Sementara itu, Kelompok Wanita Tani (KWT) Tepule, Siti Hajrah, nampak bersemangat mengawal kelompoknya. Berkali-kali ia berusaha menyemangati anggotanya dengan guyonan agar kelompoknya terhibur.
“Alhamdulillah kami sudah berhasil mengisi 150 polybag secara gotong royong, menanam benih sawi dan membuat bedengan. Anggota kami sangat senang dikawal oleh penyuluh BPTP Sultra dan penyuluh Kecamatan Puuwatu, Kota Kendari” jelas ibu Siti Hajrah saat menikmati minuman dinginya usai kegiatan.

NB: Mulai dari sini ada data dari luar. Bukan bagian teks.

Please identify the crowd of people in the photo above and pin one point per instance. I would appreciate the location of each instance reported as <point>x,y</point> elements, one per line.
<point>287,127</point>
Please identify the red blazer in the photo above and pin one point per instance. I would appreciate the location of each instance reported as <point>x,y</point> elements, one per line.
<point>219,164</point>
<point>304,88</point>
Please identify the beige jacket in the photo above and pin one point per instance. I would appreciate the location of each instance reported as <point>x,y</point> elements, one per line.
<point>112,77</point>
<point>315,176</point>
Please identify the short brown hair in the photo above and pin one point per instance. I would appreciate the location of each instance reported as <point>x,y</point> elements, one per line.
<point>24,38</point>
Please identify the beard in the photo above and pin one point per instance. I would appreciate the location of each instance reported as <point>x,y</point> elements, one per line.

Pemandangan serupa juga dilakukan KWT Pasir Putih hari ini, 11 Januari 2021. Linsawati mengatakan, kegiatan pengisian polybag dilakukan dibawah pengawalan ketua kelompoknya. Anggota kelompok bersama penyuluh bergotong royong melakukan pencampuran media tanam dan mengisi polybag.
“Semoga apa yang kami lakukan, bisa menjadi contoh untuk ibu-ibu rumah tangga lain, untuk bergerak demi menghasilkan sayuran dan buah sehat. KWT Pasir Putih akan membibitkan sawi dan akan menyemai benih pepaya, yang nantinya akan ditanam sekitar rumah kebun bibit dan halaman rumah anggota kelompok, ” ringkasnya.